This proceeding was instituted because of the conviction of the respondent for the crime of statutory rape on March 26, 1936, prior to his last entry into the United States. For this offense he was sentenced to imprisonment for a term of 5 years, but as he had never previously been convicted of a felony and as the jury recommended suspension of sentence, the court suspended the execution of the sentence.
Subsequent to the conclusion of the deportation hearing, and on March 21, 1941, the court entered the following order in the criminal case:
It is therefore ordered, adjudged and decreed by this court that said cause No. 12,193, be in all things reinstated upon the docket of this court, that a new trial be granted herein as provided by law, and that this cause be and the same is hereby in all things dismissed.
During the course of his oral presentation of the matter to the Board of Immigration Appeals counsel presented a certified copy of this order. The order was made under the authority of Article 780 of the Code of Criminal Procedure of the State of Texas, which is as follows:
Dismissal of charges. — In any case of suspended sentence, at any time after the expiration of the time assessed as punishment by the jury, the defendant may make his written sworn motion for a new trial and dismissal of such case, stating therein that since such former trial and conviction he has not been convicted of any felony, which motion shall be heard by the court during the first term time after same is filed. If it appears to the court, upon such hearing, that the defendant has not been convicted of any other felony, the court shall enter an order reciting the fact, and shall grant the defendant a new trial and shall then dismiss said cause. After the setting aside and dismissal of any judgment of conviction as herein provided for, the fact of such conviction shall not be shown or inquired into for any purpose except in cases where the defendant has been again indicted for a felony and invokes the benefit of this law.
The deportation proceeding is based upon that part of section 19 of the Immigration Act of February 5, 1917, which provides for the deportation at any time after entry of "any alien who was convicted, or who admits the commission, prior to entry, of a felony or other crime or misdemeanor involving moral turpitude."

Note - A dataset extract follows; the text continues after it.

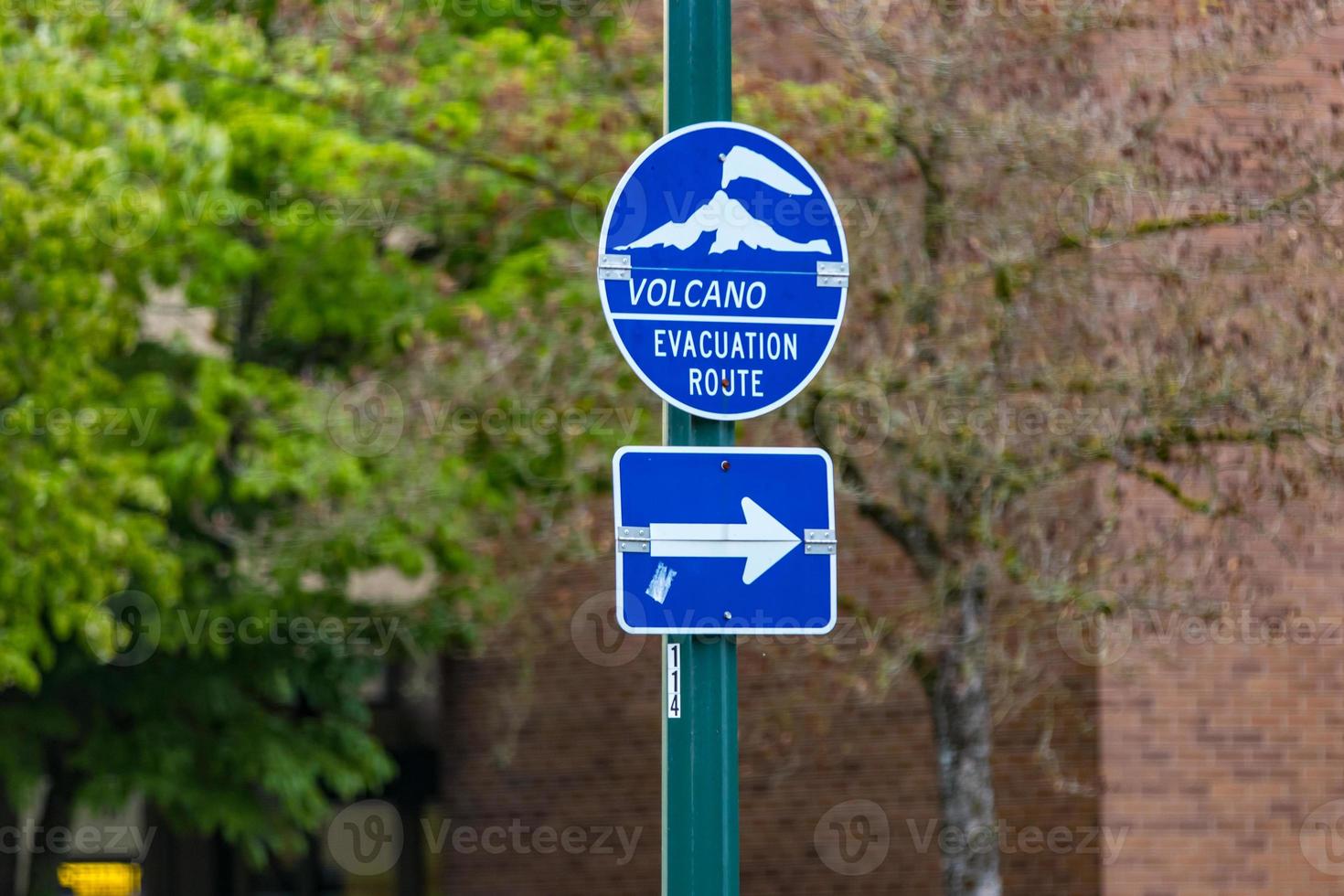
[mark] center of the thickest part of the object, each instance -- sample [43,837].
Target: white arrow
[761,540]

It is apparent that as a new trial was granted subsequent to the judgment of conviction, and the indictment of statutory rape was dismissed, today there is not outstanding a conviction of the respondent for this crime. Thus, while deportation may not be ordered because of the conviction of crime prior to entry into the United States, another issue is involved — namely, whether the respondent is deportable because of the admission of the commission of the crime of statutory rape.
The record of conviction shows that the respondent entered a plea of guilty to the charge made against him. On page 11 of the deportation hearing the following question and answer appear:
Q. Do you admit the conviction on March 26, 1936, of a felony or other crime or misdemeanor prior to your last entry into the United States; to wit, rape?

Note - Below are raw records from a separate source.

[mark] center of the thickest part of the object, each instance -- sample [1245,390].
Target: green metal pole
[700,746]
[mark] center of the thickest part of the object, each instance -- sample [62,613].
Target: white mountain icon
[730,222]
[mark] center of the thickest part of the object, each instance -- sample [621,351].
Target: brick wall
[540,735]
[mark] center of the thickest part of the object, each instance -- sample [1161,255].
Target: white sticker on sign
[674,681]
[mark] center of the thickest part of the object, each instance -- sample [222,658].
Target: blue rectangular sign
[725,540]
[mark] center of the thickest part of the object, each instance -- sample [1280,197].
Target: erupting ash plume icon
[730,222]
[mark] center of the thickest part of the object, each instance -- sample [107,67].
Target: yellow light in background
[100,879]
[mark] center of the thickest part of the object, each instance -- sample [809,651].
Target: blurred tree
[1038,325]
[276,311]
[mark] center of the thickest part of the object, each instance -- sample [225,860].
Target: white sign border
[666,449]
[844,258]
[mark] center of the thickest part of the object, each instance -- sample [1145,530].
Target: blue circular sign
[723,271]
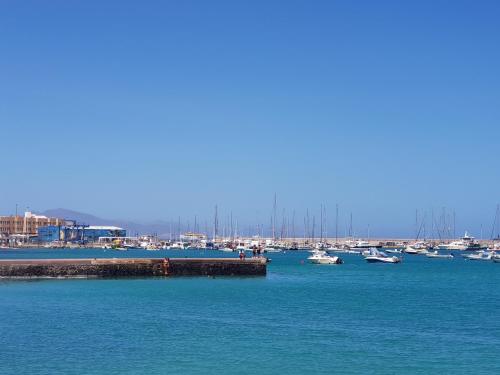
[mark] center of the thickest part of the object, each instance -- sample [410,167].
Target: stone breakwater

NOTE. — Questions explained to alien by attorney.
A. Yes; I was advised by my lawyer to plead guilty.
By this answer the respondent says that through his plea of guilty he admitted committing the crime. If the respondent only had replied "yes" to the question, it could be considered as an independent admission of the commission of the crime, but when he explains his "yes" by adding that he was advised by his lawyer to plead guilty in the criminal proceeding the only fair interpretation of the answer is that by pleading guilty to the indictment he (the respondent) admitted he committed the crime.
This leads, then, to the issue of whether, on the basis of the entire criminal record, we may accept the respondent's plea of guilty to the crime of statutory rape as an admission that he committed that crime.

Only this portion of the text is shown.